# Please help reduce Lap Waiting Times for Mr G



## sugar-fairy (Jan 27, 2009)

I have just had an apt with Mr G and was told by him that his waiting list is 5 months (a little optomistic by all accounts). When I saw the nurse about my admission to hospital she said his waiting list was more like 7 months. She gave me a leaflet about NHS waiting lists and some very good advice. She said that the Welsh Assembly dont like 'trouble-makers' or 'the possibility of bad publicity'. Also the more complaints that are received about waiting lists the more likely they are to do something about it ie find funding for more sessions to reduce the list waiting times. Unless people complain they will not do anything about the wait that we have to face 

I know a lot of you have at some point - or still are or soon will be - part of this waiting game so your help in applying some pressure would help enormously.

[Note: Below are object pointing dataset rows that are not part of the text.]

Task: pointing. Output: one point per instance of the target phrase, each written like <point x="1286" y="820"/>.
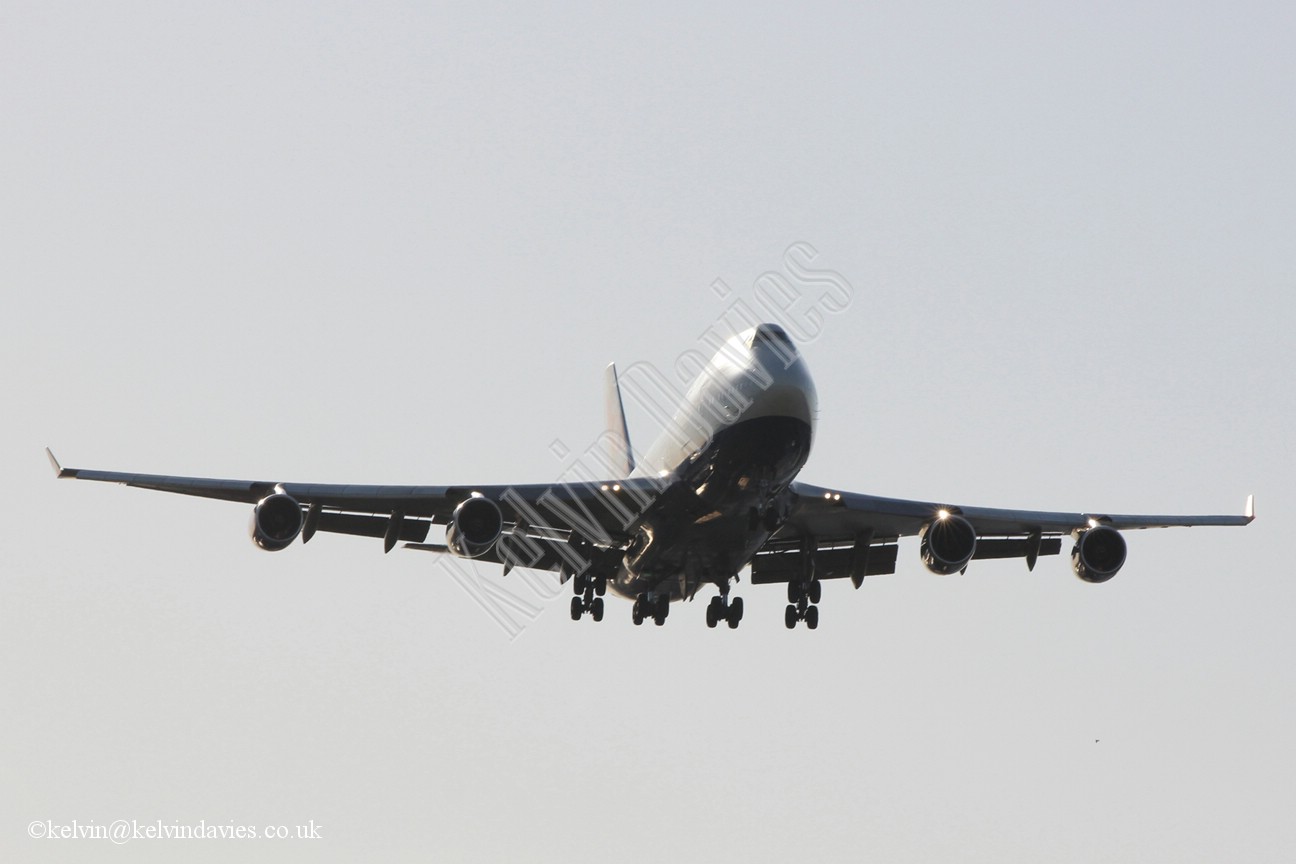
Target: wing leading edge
<point x="590" y="513"/>
<point x="831" y="534"/>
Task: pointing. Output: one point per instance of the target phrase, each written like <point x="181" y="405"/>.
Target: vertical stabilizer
<point x="617" y="437"/>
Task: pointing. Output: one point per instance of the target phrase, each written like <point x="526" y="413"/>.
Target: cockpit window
<point x="774" y="336"/>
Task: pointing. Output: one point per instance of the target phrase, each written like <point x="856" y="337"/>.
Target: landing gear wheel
<point x="735" y="613"/>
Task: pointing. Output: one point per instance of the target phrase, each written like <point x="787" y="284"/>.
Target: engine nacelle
<point x="275" y="522"/>
<point x="1098" y="553"/>
<point x="948" y="543"/>
<point x="474" y="527"/>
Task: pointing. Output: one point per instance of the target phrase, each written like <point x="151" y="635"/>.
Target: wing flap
<point x="372" y="526"/>
<point x="784" y="565"/>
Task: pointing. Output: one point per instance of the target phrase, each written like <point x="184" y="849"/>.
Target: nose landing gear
<point x="589" y="596"/>
<point x="655" y="606"/>
<point x="721" y="608"/>
<point x="802" y="599"/>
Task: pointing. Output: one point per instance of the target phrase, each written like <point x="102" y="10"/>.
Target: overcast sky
<point x="397" y="244"/>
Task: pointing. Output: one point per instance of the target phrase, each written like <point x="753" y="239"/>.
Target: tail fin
<point x="617" y="437"/>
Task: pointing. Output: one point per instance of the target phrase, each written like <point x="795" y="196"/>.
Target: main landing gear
<point x="725" y="609"/>
<point x="651" y="606"/>
<point x="589" y="596"/>
<point x="801" y="604"/>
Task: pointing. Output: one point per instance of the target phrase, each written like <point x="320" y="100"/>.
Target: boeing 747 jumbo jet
<point x="717" y="492"/>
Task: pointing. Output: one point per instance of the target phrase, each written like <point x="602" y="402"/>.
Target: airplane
<point x="714" y="495"/>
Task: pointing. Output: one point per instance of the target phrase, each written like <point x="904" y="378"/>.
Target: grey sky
<point x="397" y="244"/>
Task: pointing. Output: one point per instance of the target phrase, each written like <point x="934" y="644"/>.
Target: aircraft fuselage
<point x="743" y="433"/>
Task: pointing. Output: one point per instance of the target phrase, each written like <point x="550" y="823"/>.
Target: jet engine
<point x="473" y="527"/>
<point x="948" y="543"/>
<point x="1098" y="553"/>
<point x="275" y="522"/>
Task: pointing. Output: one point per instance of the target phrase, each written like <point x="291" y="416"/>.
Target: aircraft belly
<point x="703" y="530"/>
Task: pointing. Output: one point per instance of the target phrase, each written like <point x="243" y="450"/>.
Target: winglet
<point x="617" y="434"/>
<point x="58" y="469"/>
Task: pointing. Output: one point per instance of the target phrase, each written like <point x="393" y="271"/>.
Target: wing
<point x="854" y="535"/>
<point x="596" y="516"/>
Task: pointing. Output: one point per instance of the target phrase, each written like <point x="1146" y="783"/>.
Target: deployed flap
<point x="617" y="434"/>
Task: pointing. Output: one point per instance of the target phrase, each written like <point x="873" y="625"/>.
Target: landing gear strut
<point x="801" y="604"/>
<point x="725" y="609"/>
<point x="651" y="606"/>
<point x="589" y="596"/>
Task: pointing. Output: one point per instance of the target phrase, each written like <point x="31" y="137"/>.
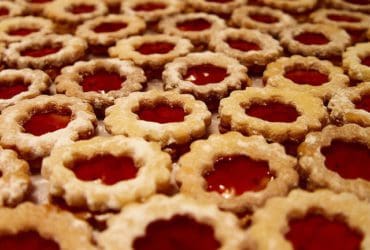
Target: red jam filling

The website is www.waitingtimes.wales.nhs.uk (this is from the leaflet but it wont open) 

Website for the Document produced by the National Audit Office for the National Assembly www.wales.nhs.uk/documents/agw2004_9-i.pdf

I will keep updating this page with more information as soon as I have it but please add too it if you have something that others will find helpful

This post contains an unconfirmed link/information and readers are reminded that FertilityFriends.co.uk or its owners are not responsible for the content of external internet sites


----------



## sugar-fairy (Jan 27, 2009)

Some more information about how the Assembly manage services and waiting times.

The Delivery and Support Unit (DSU) was set up by the Welsh Assembly Government to facilitate the improvement of performance within NHS Wales.  The DSU also manages the 2009 Access Project, one of the key programmes for NHS Wales over the past three years. By 31st December 2009, organisations must deliver a maximum 26 week wait for patients from referral through to start of treatment.

The DSU is directly accountable to the Director of Operations at the Welsh Assembly Government. Quarterly updates on site specific interventions are reported centrally to the Welsh Assembly and reported to the DSU Governance Board at Abertawe Bro Morgannwg University Health Board.


----------



## sugar-fairy (Jan 27, 2009)

Here is the email I sent to the Welsh Assembly this morning and their reply. I hope it helps anyone who is still waiting. The more who start complaining about the very long wait the better.

Dear Sir/Madam

I would like some information regarding waiting list times in Cardiff but I am not sure who I would need to speak to.

I have just been put on the waiting list for Mr A Griffiths in UHW Cardiff and have been told that his current waiting list exceeds the recommended 26 weeks wait. I am also aware of at least two other ladies waiting to see Mr A Griffiths who have waited longer than 26 weeks to see him and have just been delayed a further 4 weeks.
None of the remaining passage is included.